Brad Lightcap (OpenAI COO) has a quick test for this: “Ask the company whether a 100x improvement in the model is something they are excited about”. (source)
The question really stuck with me, as it appears simple, but is not easy to answer and more broadly applies to all “build” investment decisions in AI (e.g., also for corporate use case decisions). Answering the question is tricky, as one is at risk of either being super generic or having to predict specific future LLM/AI capabilities.
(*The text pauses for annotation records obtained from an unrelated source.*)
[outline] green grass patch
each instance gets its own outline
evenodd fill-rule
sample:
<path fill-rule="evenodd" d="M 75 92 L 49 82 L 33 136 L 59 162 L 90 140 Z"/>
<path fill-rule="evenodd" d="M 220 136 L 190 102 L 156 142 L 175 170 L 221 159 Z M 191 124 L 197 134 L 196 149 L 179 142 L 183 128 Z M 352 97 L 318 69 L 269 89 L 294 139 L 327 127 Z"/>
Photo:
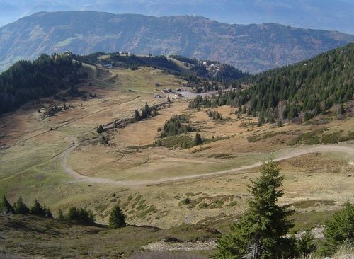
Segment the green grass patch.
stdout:
<path fill-rule="evenodd" d="M 265 134 L 254 134 L 251 136 L 247 137 L 247 140 L 249 142 L 256 142 L 261 140 L 264 140 L 267 139 L 272 138 L 273 137 L 278 136 L 278 135 L 283 135 L 287 134 L 287 132 L 286 131 L 282 131 L 280 132 L 270 132 L 268 133 L 265 133 Z"/>
<path fill-rule="evenodd" d="M 307 213 L 296 213 L 290 217 L 294 219 L 294 227 L 290 232 L 296 233 L 306 229 L 311 229 L 323 225 L 329 220 L 336 211 L 316 212 L 314 210 Z"/>
<path fill-rule="evenodd" d="M 234 156 L 232 156 L 232 154 L 229 153 L 217 153 L 217 154 L 212 154 L 207 156 L 207 157 L 212 159 L 232 159 L 234 157 Z"/>
<path fill-rule="evenodd" d="M 292 139 L 290 144 L 336 144 L 354 139 L 354 132 L 351 131 L 348 132 L 347 134 L 343 132 L 324 134 L 327 130 L 328 129 L 323 128 L 304 133 Z"/>
<path fill-rule="evenodd" d="M 318 207 L 321 205 L 326 205 L 326 206 L 336 205 L 336 201 L 326 200 L 303 200 L 303 201 L 296 202 L 292 203 L 292 205 L 297 209 L 306 209 L 312 207 Z"/>

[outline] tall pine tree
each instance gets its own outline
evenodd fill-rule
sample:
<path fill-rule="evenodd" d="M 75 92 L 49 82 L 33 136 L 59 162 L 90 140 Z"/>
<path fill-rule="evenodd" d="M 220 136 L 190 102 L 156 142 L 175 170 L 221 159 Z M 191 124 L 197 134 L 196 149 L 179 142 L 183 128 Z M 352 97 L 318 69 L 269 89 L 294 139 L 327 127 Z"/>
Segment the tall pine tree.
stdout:
<path fill-rule="evenodd" d="M 292 212 L 277 205 L 282 196 L 283 177 L 270 159 L 261 168 L 261 175 L 251 180 L 249 211 L 234 223 L 231 233 L 220 238 L 215 258 L 280 258 L 292 255 L 294 240 L 286 238 L 293 226 L 287 216 Z"/>

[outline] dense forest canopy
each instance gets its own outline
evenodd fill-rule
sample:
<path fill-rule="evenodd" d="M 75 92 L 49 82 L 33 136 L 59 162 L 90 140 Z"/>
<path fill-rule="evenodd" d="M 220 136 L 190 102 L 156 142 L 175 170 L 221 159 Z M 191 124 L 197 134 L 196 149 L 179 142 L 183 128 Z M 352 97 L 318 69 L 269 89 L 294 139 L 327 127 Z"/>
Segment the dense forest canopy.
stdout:
<path fill-rule="evenodd" d="M 235 90 L 198 96 L 190 107 L 238 106 L 240 111 L 258 115 L 261 123 L 299 117 L 307 120 L 353 99 L 353 79 L 351 43 L 295 65 L 245 77 Z M 241 89 L 240 84 L 251 86 Z"/>
<path fill-rule="evenodd" d="M 33 62 L 15 63 L 0 74 L 0 115 L 72 86 L 79 81 L 81 66 L 65 54 L 43 54 Z"/>

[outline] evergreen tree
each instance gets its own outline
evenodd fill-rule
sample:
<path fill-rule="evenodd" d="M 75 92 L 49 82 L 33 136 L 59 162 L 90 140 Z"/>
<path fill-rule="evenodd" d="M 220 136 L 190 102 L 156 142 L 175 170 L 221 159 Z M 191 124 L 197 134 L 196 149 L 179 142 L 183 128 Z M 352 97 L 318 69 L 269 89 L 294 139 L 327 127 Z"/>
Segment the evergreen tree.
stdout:
<path fill-rule="evenodd" d="M 334 214 L 324 227 L 325 241 L 320 253 L 329 255 L 343 243 L 354 243 L 354 205 L 347 201 L 344 207 Z"/>
<path fill-rule="evenodd" d="M 0 212 L 3 214 L 15 213 L 13 207 L 8 202 L 5 195 L 4 195 L 1 202 L 0 202 Z"/>
<path fill-rule="evenodd" d="M 138 122 L 140 120 L 140 113 L 139 113 L 139 110 L 135 110 L 134 111 L 134 120 Z"/>
<path fill-rule="evenodd" d="M 316 245 L 314 243 L 314 236 L 307 230 L 296 241 L 296 253 L 297 256 L 305 257 L 316 251 Z"/>
<path fill-rule="evenodd" d="M 293 226 L 287 216 L 292 212 L 277 205 L 282 196 L 283 177 L 270 159 L 261 168 L 261 176 L 251 180 L 249 211 L 232 226 L 229 234 L 218 242 L 215 258 L 277 258 L 292 255 L 294 240 L 286 238 Z"/>
<path fill-rule="evenodd" d="M 98 134 L 103 133 L 103 126 L 102 126 L 102 125 L 97 126 L 96 132 Z"/>
<path fill-rule="evenodd" d="M 201 144 L 202 142 L 202 137 L 199 133 L 195 134 L 195 137 L 194 138 L 194 144 L 195 146 Z"/>
<path fill-rule="evenodd" d="M 22 200 L 22 197 L 19 197 L 17 199 L 16 202 L 13 205 L 13 209 L 15 210 L 16 214 L 29 214 L 30 209 L 27 207 L 27 205 L 23 202 Z"/>
<path fill-rule="evenodd" d="M 126 216 L 118 205 L 113 207 L 110 212 L 108 225 L 110 229 L 118 229 L 126 226 Z"/>
<path fill-rule="evenodd" d="M 45 217 L 46 211 L 37 199 L 35 200 L 33 206 L 30 208 L 30 214 L 33 215 Z"/>
<path fill-rule="evenodd" d="M 69 209 L 69 213 L 66 217 L 68 220 L 74 220 L 80 223 L 93 223 L 95 218 L 91 211 L 83 208 L 72 207 Z"/>
<path fill-rule="evenodd" d="M 58 209 L 58 219 L 59 219 L 59 220 L 64 219 L 64 214 L 63 214 L 63 212 L 61 209 Z"/>

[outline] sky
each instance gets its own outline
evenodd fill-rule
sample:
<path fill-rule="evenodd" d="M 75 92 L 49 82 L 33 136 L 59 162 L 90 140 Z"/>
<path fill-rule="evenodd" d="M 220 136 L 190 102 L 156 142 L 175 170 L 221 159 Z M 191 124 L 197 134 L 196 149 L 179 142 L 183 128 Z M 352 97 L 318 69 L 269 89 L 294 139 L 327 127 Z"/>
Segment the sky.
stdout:
<path fill-rule="evenodd" d="M 0 0 L 0 26 L 38 11 L 195 15 L 227 23 L 277 23 L 354 34 L 354 0 Z"/>

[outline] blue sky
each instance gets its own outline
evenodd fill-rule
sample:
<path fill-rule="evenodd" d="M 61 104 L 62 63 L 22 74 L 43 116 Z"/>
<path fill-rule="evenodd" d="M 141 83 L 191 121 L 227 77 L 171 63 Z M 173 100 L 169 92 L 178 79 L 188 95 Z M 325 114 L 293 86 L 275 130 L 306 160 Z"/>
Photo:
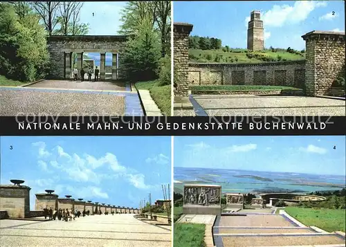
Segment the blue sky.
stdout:
<path fill-rule="evenodd" d="M 340 136 L 176 136 L 174 152 L 175 167 L 345 175 Z"/>
<path fill-rule="evenodd" d="M 161 184 L 171 181 L 170 137 L 1 137 L 0 147 L 1 183 L 24 180 L 31 209 L 47 189 L 138 208 L 149 192 L 163 199 Z"/>
<path fill-rule="evenodd" d="M 265 46 L 302 50 L 301 36 L 312 30 L 345 32 L 343 1 L 176 1 L 174 22 L 194 25 L 192 35 L 221 39 L 222 45 L 246 48 L 248 22 L 261 11 Z M 333 15 L 333 11 L 334 15 Z"/>

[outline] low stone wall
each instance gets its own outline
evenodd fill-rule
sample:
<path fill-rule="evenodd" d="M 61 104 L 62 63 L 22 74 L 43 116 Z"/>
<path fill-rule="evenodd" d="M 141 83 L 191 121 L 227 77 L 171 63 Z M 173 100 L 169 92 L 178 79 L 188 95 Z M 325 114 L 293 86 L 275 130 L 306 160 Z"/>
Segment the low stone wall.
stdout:
<path fill-rule="evenodd" d="M 30 217 L 41 217 L 44 216 L 44 211 L 30 211 Z"/>
<path fill-rule="evenodd" d="M 261 64 L 189 63 L 189 86 L 276 85 L 304 88 L 305 61 Z"/>
<path fill-rule="evenodd" d="M 7 211 L 0 211 L 0 219 L 8 219 L 9 217 Z"/>

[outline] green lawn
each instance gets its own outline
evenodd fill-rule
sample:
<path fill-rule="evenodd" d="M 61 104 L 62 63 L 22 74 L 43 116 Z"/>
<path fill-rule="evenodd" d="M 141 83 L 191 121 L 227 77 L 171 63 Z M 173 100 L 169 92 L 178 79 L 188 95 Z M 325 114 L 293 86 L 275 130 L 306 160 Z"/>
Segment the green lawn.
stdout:
<path fill-rule="evenodd" d="M 23 82 L 19 81 L 15 81 L 13 80 L 8 79 L 3 75 L 0 75 L 0 86 L 21 86 L 28 82 Z"/>
<path fill-rule="evenodd" d="M 173 213 L 174 213 L 174 222 L 176 221 L 181 214 L 183 214 L 183 206 L 181 207 L 174 207 L 173 208 Z"/>
<path fill-rule="evenodd" d="M 159 86 L 158 81 L 136 83 L 137 89 L 146 89 L 150 91 L 155 103 L 165 116 L 171 115 L 171 85 Z"/>
<path fill-rule="evenodd" d="M 298 55 L 295 53 L 290 53 L 287 52 L 272 52 L 271 51 L 265 51 L 264 53 L 254 52 L 246 53 L 245 49 L 231 49 L 230 52 L 224 52 L 222 50 L 189 50 L 189 60 L 190 62 L 224 62 L 224 63 L 249 63 L 256 64 L 265 62 L 262 59 L 257 57 L 264 57 L 264 59 L 270 59 L 271 62 L 278 61 L 292 61 L 301 60 L 305 58 L 304 53 Z M 237 52 L 236 52 L 237 51 Z M 256 57 L 249 58 L 246 53 L 251 53 Z M 217 57 L 219 57 L 219 60 Z"/>
<path fill-rule="evenodd" d="M 340 230 L 345 232 L 345 210 L 286 207 L 285 211 L 308 226 L 315 226 L 327 232 Z"/>
<path fill-rule="evenodd" d="M 206 225 L 177 223 L 174 223 L 174 246 L 204 247 Z"/>
<path fill-rule="evenodd" d="M 218 85 L 218 86 L 191 86 L 191 90 L 207 91 L 207 90 L 281 90 L 281 89 L 298 89 L 293 86 L 261 86 L 261 85 Z"/>

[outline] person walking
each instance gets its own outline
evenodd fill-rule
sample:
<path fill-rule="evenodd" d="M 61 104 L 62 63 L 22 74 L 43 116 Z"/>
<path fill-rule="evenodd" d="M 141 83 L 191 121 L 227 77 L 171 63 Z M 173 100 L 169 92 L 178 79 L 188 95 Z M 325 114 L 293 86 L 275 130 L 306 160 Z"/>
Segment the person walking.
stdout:
<path fill-rule="evenodd" d="M 95 81 L 98 82 L 98 73 L 100 73 L 100 70 L 98 68 L 98 66 L 95 68 Z"/>
<path fill-rule="evenodd" d="M 85 71 L 83 68 L 80 70 L 80 77 L 82 78 L 82 82 L 84 81 Z"/>
<path fill-rule="evenodd" d="M 77 69 L 77 67 L 75 67 L 75 69 L 73 70 L 73 77 L 75 81 L 76 81 L 78 79 L 78 70 Z"/>
<path fill-rule="evenodd" d="M 91 82 L 91 75 L 93 74 L 93 70 L 91 69 L 91 67 L 89 68 L 88 71 L 88 80 L 89 82 Z"/>

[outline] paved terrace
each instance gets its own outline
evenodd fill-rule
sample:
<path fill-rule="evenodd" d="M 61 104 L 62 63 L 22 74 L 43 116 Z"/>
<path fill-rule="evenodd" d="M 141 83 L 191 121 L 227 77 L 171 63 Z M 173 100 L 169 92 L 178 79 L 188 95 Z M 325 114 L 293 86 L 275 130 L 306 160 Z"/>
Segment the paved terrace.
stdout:
<path fill-rule="evenodd" d="M 75 221 L 1 221 L 1 246 L 170 247 L 172 232 L 133 214 L 91 215 Z"/>
<path fill-rule="evenodd" d="M 194 111 L 174 111 L 174 116 L 345 116 L 345 100 L 334 98 L 251 95 L 190 98 Z"/>
<path fill-rule="evenodd" d="M 115 89 L 120 89 L 120 91 Z M 0 87 L 0 116 L 143 116 L 129 85 L 44 80 L 26 87 Z"/>

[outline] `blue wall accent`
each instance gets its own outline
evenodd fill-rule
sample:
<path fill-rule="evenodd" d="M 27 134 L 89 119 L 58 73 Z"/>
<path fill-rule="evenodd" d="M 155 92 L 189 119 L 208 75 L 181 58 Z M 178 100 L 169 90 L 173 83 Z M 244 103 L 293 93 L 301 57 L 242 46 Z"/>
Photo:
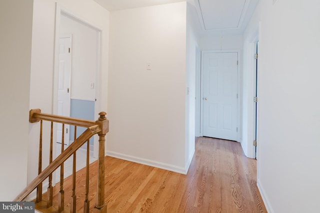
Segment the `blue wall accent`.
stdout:
<path fill-rule="evenodd" d="M 71 99 L 70 116 L 72 118 L 94 120 L 94 101 L 78 99 Z M 85 130 L 84 127 L 76 128 L 76 137 L 80 136 Z M 74 127 L 70 127 L 70 140 L 74 141 Z M 90 139 L 90 145 L 94 145 L 94 138 Z"/>

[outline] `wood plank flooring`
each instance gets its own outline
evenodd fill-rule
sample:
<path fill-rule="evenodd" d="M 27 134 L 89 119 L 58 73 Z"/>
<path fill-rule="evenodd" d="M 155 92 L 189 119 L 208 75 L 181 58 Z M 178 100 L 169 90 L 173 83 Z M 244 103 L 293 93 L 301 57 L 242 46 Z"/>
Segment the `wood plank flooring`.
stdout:
<path fill-rule="evenodd" d="M 106 157 L 107 212 L 266 213 L 256 187 L 256 161 L 246 157 L 240 143 L 200 137 L 196 144 L 186 175 Z M 96 202 L 96 163 L 90 166 L 90 212 Z M 77 212 L 83 212 L 85 177 L 84 170 L 77 173 Z M 71 181 L 70 177 L 64 181 L 64 212 L 70 212 Z M 58 212 L 58 191 L 57 184 L 51 212 Z M 49 212 L 44 202 L 36 206 Z"/>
Below are my first thoughts on when I would be excited, depending on what the key value contribution of my product/offering would be. I would love any form of challenge and additional thoughts.
When would I be excited?
- Key value driver: Multi-purpose and multi-tool automation
- Rationale: With growing capabilities, LLM-based systems can better integrate with numerous tools (e.g., ERP/CRM-system, code execution, databases, etc.) and use them adaptively across multiple required steps. This reduces efforts compared to precisely defining a specific set of instructions for each possible action/tool a LLM can use (e.g., code for extracting specific sales data from CRM).
- Example: Complex customer service request requiring interactions with multiple systems and adapting to customer input
- Key value driver: Using LLMs on proprietary or highly curated data
- Rationale: Value comes from providing access to data or corresponding insights, which are not readily accessible, even in better models. Yet, improved model quality will help to more precisely understand user intent and provide the corresponding output.
- Example: Answering HR and other admin questions based on changing comp. policies
- Key value driver: Deep workflow and or UI integration
- Rationale: If the solution provides value by integrating access to AI seamlessly into the workday of users, better models will only further improve the experience
- Example: Collaboration across multiple researchers on a scientific paper and allowing different ways to interact with the AI (e.g., from chat to highlighting text and selecting an action)
- Key value driver: Multi-step reasoning/planning/action
- Rationale: Using AI-based systems in more complex situations often requires multiple LLM-based steps, which suffer dramatically in case of faulty LLM behavior at any step, given cascading dependency. Even minor reliability advancements of LLMs can substantially improve this non-linear risk (e.g., 2% vs. 5% error rate in 5 dependent steps leads to 90% vs. 77% chance of successful completion)
- Example: AI-based market research, requiring problem framing, data acquisition, analysis, interpretation, and communication
When would I not be excited (unless see exception)?
- Key value driver: Domain-specific models (based on public data)
- Rationale: While current models may lack accuracy in niche domains, this can improve substantially with future models, reducing the need for specific domain models (incl. language and jargon specificity)
- Exception: Need for high efficiency/size (e.g., mobile version) or requiring fundamentally different architecture (e.g., biological/chemical model)
- Key value driver: Finding and providing/visualizing the right data
- Rationale: With growing context windows and ability to utilize specific data from the context (reduced needle in the haystack issue) a growing set of situations might be solvable with LLMs + data pipeline instead of more sophisticated RAG-based solutions (retrieval augmented generation). This still requires access-rights-dependent data ingestion, yet limits the need for searching, junking etc. The visualization of data could also be further commoditized by out-of-the-box functionalities (e.g., the LLM creating the visualization code by itself or integrating with a respective library with little effort)
- Exception: Need for high efficiency (cost scaling with context length).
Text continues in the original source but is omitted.